Chopped Chicken Liver
This was the recipe that gave me absolute joy to work with, not because it’s exceptionally difficult or anything but because the homemade version 1. tastes NOTHING like the store-bought version, and 2. it tastes 3000x better. It’s the recipe that made me yell “what the fuck?!?” when I did the first taste test, because not only could I not stop shoving it into my mouth, but that it surprised me because of just how different it really is.
I must confess, I only really buy chopped liver at the store when I’m craving pate but am too lazy to make it myself. It’s super rich so I tend to not eat that much of it at a time. The store-bought kind also is very sweet, and really just tastes like puree’d liver.
I’m not entirely sure what the magic actually is that makes it so different and so delicious—is it the rendered chicken fat? The caramelized onions that are super sweet and fragrant? The crispy bits of chicken skin? I may never know. Liver is a cheap but high source of protein, and it’s an organ meat that’s treated both like trash and like gods. You either love it or hate it. When it’s pate, it’s treated as high end fancy cuisine, and expensive to boot but the part itself is one of the cheapest to purchase. I hate wasting any part of an animal as well, so the fact that it’s delicious is the cherry on top.
You can pulse half in the food processor and fold in the rest, but I just chopped it up and mixed so the different ingredients still maintained their own integrity. Caramelizing the onions and rendering the chicken fat (called “schmaltz”) and the creating the crispy skin byproduct (“gribenes”) takes a while, but my goodness it is worth it.
I like to cook the onions in big pieces and then chop them up small after they’ve caramelized—remember to do it slow.
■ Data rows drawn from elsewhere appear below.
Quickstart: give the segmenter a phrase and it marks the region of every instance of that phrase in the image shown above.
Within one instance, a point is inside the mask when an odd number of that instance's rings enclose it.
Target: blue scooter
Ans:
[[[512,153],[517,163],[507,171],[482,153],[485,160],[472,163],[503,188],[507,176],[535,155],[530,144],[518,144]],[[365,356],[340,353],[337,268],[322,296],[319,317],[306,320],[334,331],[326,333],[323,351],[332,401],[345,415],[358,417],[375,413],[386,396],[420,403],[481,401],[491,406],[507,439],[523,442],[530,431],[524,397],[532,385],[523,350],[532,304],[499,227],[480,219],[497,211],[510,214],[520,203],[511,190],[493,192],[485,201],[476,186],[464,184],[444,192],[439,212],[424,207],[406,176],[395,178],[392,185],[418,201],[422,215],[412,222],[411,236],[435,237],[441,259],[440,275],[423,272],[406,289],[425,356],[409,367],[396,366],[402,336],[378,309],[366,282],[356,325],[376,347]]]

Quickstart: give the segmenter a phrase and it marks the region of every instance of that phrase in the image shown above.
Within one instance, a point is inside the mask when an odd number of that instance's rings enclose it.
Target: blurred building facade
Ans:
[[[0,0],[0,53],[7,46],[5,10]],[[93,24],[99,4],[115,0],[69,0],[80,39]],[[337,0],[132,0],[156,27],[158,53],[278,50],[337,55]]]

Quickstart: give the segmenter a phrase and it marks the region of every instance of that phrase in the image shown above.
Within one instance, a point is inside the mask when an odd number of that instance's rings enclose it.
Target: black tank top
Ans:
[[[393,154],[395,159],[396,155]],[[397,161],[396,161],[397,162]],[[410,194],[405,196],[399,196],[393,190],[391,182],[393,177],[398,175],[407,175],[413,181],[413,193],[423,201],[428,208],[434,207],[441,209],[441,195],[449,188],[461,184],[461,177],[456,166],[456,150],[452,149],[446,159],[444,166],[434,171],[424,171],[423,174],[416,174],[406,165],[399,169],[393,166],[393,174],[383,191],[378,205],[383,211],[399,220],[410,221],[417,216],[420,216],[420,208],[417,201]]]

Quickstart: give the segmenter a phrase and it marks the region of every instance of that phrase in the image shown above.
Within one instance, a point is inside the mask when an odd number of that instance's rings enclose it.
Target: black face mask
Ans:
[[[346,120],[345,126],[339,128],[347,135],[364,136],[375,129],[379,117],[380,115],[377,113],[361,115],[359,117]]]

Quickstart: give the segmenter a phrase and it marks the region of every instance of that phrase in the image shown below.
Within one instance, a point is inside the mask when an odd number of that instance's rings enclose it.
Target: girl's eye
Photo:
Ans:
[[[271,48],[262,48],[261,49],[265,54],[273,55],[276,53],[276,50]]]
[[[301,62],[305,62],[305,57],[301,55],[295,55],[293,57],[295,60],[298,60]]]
You want it caramelized, not burned, which can take anywhere from 30 minutes to an hour, babying it on the stove. If it burns, it’ll turn everything bitter, so best not to rush. If you needed the seal of approval, Martha gave it two nubby thumbs, WAY UP.
Ingredients
- 1 lb chicken livers (make sure you inspect them well and remove any parts that have discolored—green indicates they touched bile which is bitter. You should also make sure the bile sac isn’t still attached. I don’t trim them otherwise, but you can if you’d like.)
- 1lb chicken skin and fat, chopped into pieces
- 1 large onion (should be bigger than your fist. I like sweet or vidalia), cut into rings
- Salt and pepper to taste
- 2 hardboiled eggs
- Cook the chicken skin over medium until all the fat has been rendered and the skin is crispy and brown. Remove the skin along with half the fat into a large mixing bowl and set to the side.
- Caramelize the onion in the remaining chicken fat over medium low heat, until caramelized. About 45 minutes. Caramelized onions are sweet and almost melt in your mouth. Chop and then add to the mixing bowl.
- Cook the chicken livers over medium high heat until no more liquid comes out. I crush them in the pan so the middle cooks faster. Chop and add to the mixing bowl. Overcooking will cause it to be dry, so it’s best to take it off heat (residual heat will continue to cook it) right before it’s fully gray throughout.
- Add salt and pepper to taste, two hardboiled eggs to the mixing bowl, and with a fork, mash along with the rest of the ingredients. Alternatively you can pulse half in the food processor and fold the rest together.